Oldcastle, established by the Naper family in the 18th century when they took control of the lands formerly owned and inhabited by the Plunketts, including St Oliver Plunkett the martyred, 17th century Lord Archbishop of Armagh, who was born in the area. The town can be found approximately fourteen miles northwest of Kells.
The area also produced the noted Quaker, Isaac Jackson, who went on to move his extended family to Chester County, Pennsylvania and establish a large Quaker community.
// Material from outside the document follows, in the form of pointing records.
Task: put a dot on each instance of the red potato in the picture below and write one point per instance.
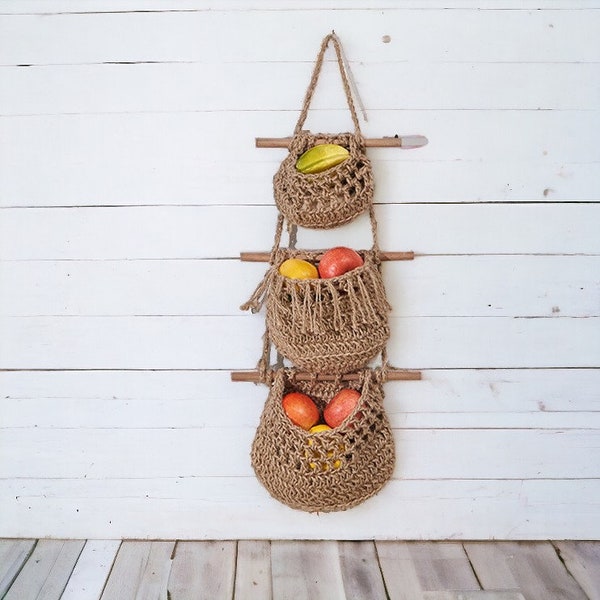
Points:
(339, 260)
(340, 406)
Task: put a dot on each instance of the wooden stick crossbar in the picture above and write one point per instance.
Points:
(265, 256)
(406, 142)
(391, 375)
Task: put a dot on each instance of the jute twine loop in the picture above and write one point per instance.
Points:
(339, 194)
(332, 37)
(331, 470)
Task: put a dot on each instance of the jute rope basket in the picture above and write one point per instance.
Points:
(331, 325)
(331, 470)
(339, 194)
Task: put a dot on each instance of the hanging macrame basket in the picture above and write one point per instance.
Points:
(337, 195)
(334, 325)
(331, 470)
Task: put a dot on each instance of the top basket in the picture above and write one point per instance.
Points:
(337, 195)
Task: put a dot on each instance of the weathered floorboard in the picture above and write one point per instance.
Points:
(532, 568)
(582, 559)
(412, 568)
(203, 570)
(473, 595)
(253, 570)
(13, 555)
(47, 571)
(360, 571)
(140, 572)
(92, 570)
(306, 571)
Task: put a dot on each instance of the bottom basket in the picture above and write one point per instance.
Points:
(331, 470)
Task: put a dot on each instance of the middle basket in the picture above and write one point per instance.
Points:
(333, 325)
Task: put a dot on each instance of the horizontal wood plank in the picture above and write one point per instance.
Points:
(476, 286)
(474, 152)
(116, 399)
(188, 232)
(454, 35)
(40, 7)
(181, 87)
(223, 451)
(235, 342)
(229, 508)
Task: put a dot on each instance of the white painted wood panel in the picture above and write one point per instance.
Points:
(213, 342)
(555, 151)
(565, 286)
(452, 35)
(223, 451)
(182, 87)
(220, 231)
(79, 398)
(129, 183)
(238, 507)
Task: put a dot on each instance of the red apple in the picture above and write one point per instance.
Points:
(340, 406)
(301, 409)
(339, 260)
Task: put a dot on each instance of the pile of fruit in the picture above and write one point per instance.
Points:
(333, 263)
(302, 410)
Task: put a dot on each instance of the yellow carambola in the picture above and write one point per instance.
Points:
(322, 157)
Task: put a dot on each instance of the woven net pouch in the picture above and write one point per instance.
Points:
(334, 196)
(334, 325)
(330, 470)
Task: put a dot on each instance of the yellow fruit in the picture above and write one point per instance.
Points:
(295, 268)
(322, 157)
(320, 427)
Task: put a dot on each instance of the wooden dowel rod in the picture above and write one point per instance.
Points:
(391, 375)
(264, 256)
(405, 141)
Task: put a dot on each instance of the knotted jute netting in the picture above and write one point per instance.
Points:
(333, 325)
(331, 470)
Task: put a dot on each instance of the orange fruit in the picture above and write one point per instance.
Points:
(300, 409)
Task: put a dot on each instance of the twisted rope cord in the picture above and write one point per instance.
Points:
(332, 37)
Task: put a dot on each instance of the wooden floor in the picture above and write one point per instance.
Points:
(328, 570)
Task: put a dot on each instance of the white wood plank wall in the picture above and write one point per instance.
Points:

The town suffered through the Great famine. The Gaelic attachment to pastoral farming meant that the population was decimated as people starved and families left the area. In keeping with the Gaelic culture, the town has strong ties to Irish Republicanism. A paper published locally at the beginning of the 20th century eventually had its name taken on by an emerging Irish republican political party: Sinn Féin.
August every year brings the Oldcastle Show to Gibson National Park, and Le Cheile festival takes over the town on the bank holiday weekend. Famous Irish musical acts such as Shane McGowan and The Saw Doctors have headlined the festival in the past.
Oldcastle also plays host to several of Co. Meath’s featured attractions: The famous Loughcrew Cairns, a collection of megalithic tombs that date back over five millennia; the beautiful Loughcrew House and Gardens, six acres of gorgeous, landscaped woods, clearings lakes and meadows; and the Loughcrew Adventure Centre, where all kinds of exciting outdoor activities are available to try out.